Sarah is on the 2015 Forbes Magazine 30 under 30 list, a judge for the 2016 Forbes 30 Under 30 and named a top 25 innovator in tech by Cool Hunting. She has been recognized for her work in Business Insider as a 30 under 30 Woman in Tech and Top African-American in Tech and Marie Claire Magazine named her a Young Gun to watch. She also writes for Techcrunch, Fortune and Entrepreneur.com.

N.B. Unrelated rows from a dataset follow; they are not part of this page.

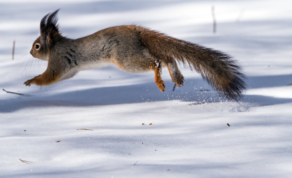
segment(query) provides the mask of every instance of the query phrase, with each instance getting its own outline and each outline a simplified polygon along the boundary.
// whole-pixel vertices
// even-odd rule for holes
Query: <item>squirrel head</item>
[[[41,35],[34,41],[30,50],[30,54],[34,57],[48,60],[50,49],[62,38],[57,24],[57,14],[59,10],[47,14],[41,21]]]

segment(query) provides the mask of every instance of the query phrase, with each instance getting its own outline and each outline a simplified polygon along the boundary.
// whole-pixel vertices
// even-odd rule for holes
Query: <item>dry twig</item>
[[[90,129],[76,129],[76,130],[90,130]]]
[[[23,162],[24,163],[26,163],[27,164],[30,164],[31,163],[34,163],[33,162],[32,162],[31,161],[24,161],[24,160],[21,160],[20,159],[19,159],[19,160],[20,160]]]
[[[25,94],[23,94],[22,93],[15,93],[15,92],[11,92],[8,91],[6,91],[5,90],[3,89],[3,90],[5,91],[8,93],[12,93],[13,94],[16,94],[16,95],[25,95]]]

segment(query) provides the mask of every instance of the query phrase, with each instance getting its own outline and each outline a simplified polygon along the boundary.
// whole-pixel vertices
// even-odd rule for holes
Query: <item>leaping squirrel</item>
[[[48,62],[44,73],[24,83],[50,85],[73,76],[78,71],[113,63],[132,73],[154,70],[161,91],[161,69],[167,67],[172,81],[180,86],[184,77],[177,63],[201,74],[219,95],[238,101],[246,88],[246,77],[237,61],[226,53],[167,36],[137,25],[111,27],[73,40],[63,36],[57,24],[59,10],[45,16],[40,36],[30,54]]]

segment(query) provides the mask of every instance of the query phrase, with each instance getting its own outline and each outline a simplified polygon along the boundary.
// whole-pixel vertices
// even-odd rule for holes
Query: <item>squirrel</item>
[[[76,39],[62,36],[57,24],[59,9],[41,19],[40,36],[30,54],[48,61],[44,73],[24,83],[47,85],[73,77],[78,71],[114,64],[127,72],[154,70],[155,82],[165,88],[161,68],[167,67],[175,85],[183,85],[178,64],[201,74],[220,96],[239,101],[246,89],[246,77],[232,57],[220,51],[167,36],[136,25],[107,28]]]

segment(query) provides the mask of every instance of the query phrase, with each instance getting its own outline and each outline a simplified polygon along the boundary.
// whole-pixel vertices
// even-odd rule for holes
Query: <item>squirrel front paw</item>
[[[165,88],[165,86],[164,85],[164,81],[162,80],[156,81],[157,86],[160,89],[161,91],[164,91],[164,89]]]
[[[28,86],[30,86],[30,85],[32,84],[37,85],[37,82],[36,82],[36,81],[38,80],[38,79],[39,79],[40,76],[41,75],[39,75],[38,76],[34,77],[31,79],[28,80],[26,82],[25,82],[23,84],[24,84],[26,86],[27,86],[28,85]]]
[[[30,86],[30,84],[32,83],[33,83],[33,81],[32,81],[32,79],[31,79],[30,80],[27,80],[26,82],[25,82],[24,84],[26,86]]]

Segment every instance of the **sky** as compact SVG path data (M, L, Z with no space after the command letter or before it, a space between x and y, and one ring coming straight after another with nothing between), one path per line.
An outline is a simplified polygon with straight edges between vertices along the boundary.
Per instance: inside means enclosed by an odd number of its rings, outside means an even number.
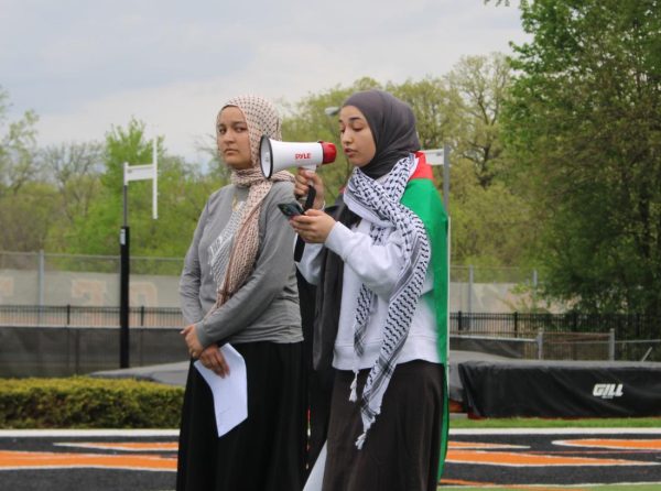
M0 88L6 123L39 114L40 146L102 141L136 118L196 162L232 96L284 112L366 76L441 77L525 39L517 1L0 0Z

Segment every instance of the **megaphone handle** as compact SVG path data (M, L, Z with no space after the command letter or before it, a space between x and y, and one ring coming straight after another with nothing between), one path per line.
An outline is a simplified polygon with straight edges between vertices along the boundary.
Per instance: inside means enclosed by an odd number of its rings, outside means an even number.
M307 209L312 208L315 197L316 197L316 189L314 188L314 186L310 186L307 189L307 197L305 198L305 205L303 206L303 209L307 210ZM301 239L301 237L296 237L296 244L294 246L294 261L295 262L301 261L304 249L305 249L305 242L303 241L303 239Z
M303 209L308 210L314 205L314 198L316 198L316 189L314 186L310 185L307 187L307 197L305 198L305 205L303 205Z

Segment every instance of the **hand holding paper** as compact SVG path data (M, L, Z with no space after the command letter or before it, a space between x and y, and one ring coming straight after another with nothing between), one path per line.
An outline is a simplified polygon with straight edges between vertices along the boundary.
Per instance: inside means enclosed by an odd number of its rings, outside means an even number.
M248 381L243 357L227 343L219 348L230 374L221 378L197 360L194 364L212 389L218 436L225 435L248 417Z

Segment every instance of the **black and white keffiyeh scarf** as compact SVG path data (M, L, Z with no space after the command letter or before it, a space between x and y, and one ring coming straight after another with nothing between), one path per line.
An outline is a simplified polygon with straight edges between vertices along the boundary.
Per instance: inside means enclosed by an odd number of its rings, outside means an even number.
M381 410L397 360L404 346L411 320L422 292L431 247L422 220L400 203L409 177L416 165L413 154L397 162L384 182L354 171L345 192L345 203L351 211L372 222L369 237L375 244L384 243L388 231L398 230L404 242L404 264L388 304L388 316L382 327L383 337L379 357L370 369L360 401L362 434L356 447L362 448L367 432ZM365 336L375 293L361 285L356 308L354 331L354 382L349 400L357 401L358 361L365 352Z

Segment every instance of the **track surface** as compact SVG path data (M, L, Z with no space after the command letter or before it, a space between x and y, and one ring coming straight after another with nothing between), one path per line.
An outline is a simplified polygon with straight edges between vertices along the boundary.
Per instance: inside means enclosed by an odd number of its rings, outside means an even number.
M176 435L0 430L0 490L173 490ZM661 428L452 430L442 479L518 489L638 482L661 490Z

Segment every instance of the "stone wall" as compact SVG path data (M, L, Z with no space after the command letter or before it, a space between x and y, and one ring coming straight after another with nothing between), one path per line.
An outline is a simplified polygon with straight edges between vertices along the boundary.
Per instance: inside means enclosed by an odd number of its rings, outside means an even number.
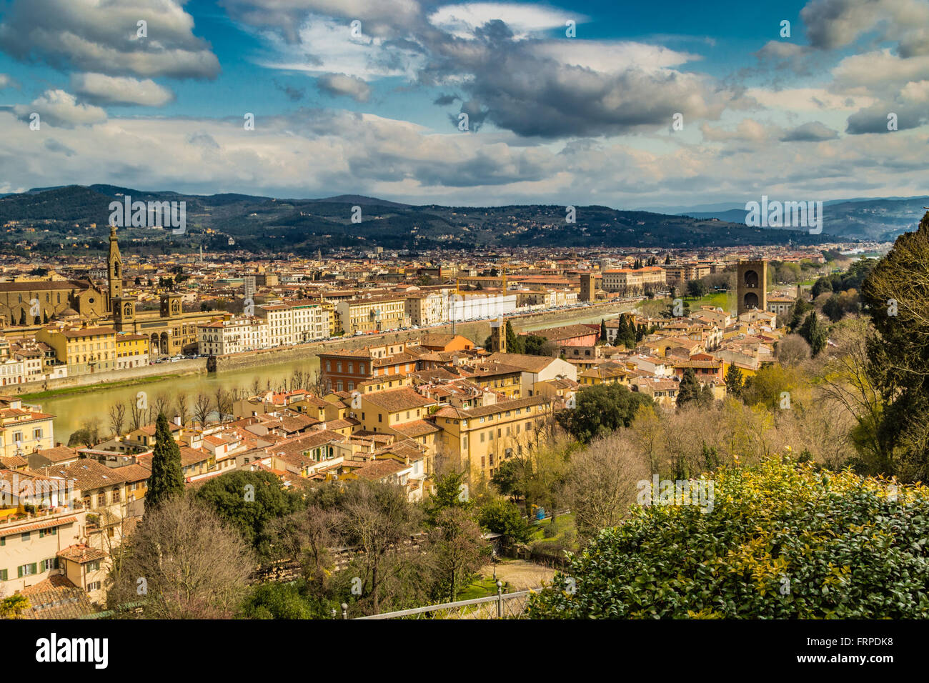
M85 373L71 377L49 379L46 382L29 382L28 384L9 385L3 387L5 394L31 394L38 391L50 391L68 387L88 387L108 382L124 382L140 377L152 377L170 374L199 374L206 372L206 359L185 359L177 362L162 362L155 365L142 365L137 368L122 370L108 370L103 373Z

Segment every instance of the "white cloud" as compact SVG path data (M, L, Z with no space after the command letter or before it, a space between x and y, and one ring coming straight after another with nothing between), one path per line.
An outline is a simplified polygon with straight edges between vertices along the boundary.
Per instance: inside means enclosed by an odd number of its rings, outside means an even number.
M28 121L34 112L39 114L42 124L61 128L99 124L107 120L107 112L102 109L78 104L74 96L64 90L46 90L28 105L17 104L13 112L22 121Z
M103 73L72 73L71 89L85 99L98 103L161 107L174 100L174 93L150 78L140 81Z
M582 23L586 18L574 12L565 12L551 7L515 3L464 3L446 5L429 15L433 26L456 38L475 37L475 30L488 21L499 20L513 32L514 38L524 40L533 34L555 28L565 28L572 20Z
M345 95L357 102L367 102L371 97L367 83L345 73L325 73L316 79L316 86L327 95Z
M180 0L14 0L0 23L0 47L22 60L39 59L107 74L213 78L219 60L193 34ZM137 22L148 22L137 37Z

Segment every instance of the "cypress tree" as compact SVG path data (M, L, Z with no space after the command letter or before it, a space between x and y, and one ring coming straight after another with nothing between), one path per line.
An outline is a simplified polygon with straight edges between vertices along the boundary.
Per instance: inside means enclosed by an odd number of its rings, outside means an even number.
M742 395L742 371L736 367L735 363L729 363L729 369L726 371L726 393L729 396Z
M700 401L700 387L693 368L687 368L677 388L677 407L687 405L691 401Z
M829 332L826 326L819 322L819 316L815 310L811 310L800 327L800 336L810 345L810 349L814 356L819 355L819 351L826 348L829 341Z
M184 472L180 465L180 449L171 436L168 418L158 414L155 422L155 448L151 453L151 477L145 493L145 509L154 509L164 501L184 493Z

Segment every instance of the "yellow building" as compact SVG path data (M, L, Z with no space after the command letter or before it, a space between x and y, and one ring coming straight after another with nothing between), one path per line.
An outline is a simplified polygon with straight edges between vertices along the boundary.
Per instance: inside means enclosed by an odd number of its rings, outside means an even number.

Marc Andreessen named her one of his 55 Unknown Rock Stars in Tech.

I wanted to talk to Sarah to learn more about the steps she took in creating a mobile app and I was also wondering how she was able to collaborate with celebrity trainers.  Our conversation was very enlightening.  For example, we discussed the importance of building credibility and leveraging connections in order to build a successful brand.

Her Philosophy

  • Be unimpeachably good.  Be good in such a way that no one can deny it.

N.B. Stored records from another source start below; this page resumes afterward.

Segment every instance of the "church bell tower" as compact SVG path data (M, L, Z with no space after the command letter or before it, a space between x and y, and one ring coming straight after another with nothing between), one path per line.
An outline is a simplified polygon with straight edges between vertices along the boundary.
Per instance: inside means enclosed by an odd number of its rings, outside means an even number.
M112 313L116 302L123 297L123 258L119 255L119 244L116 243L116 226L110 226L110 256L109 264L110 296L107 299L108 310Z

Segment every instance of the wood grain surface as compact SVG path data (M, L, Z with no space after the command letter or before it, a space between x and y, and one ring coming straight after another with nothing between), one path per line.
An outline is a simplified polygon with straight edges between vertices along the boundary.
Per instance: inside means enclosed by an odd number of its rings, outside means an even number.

Her Advice to Aspiring Female Entrepreneurs

  • Be clear on what your bigger goal is and why you’re doing what you’re doing.
  • Whenever possible how to build your company.  Do this work beforehand.
  • Don’t quit your job before you start figuring out a business model or how you’re going to grow your company.  Spend time learning what you need to know and learning about the market.  Start building out relationships and even closing deals before you quit your job.  Look at your time and determine what you can devote time now to building your company.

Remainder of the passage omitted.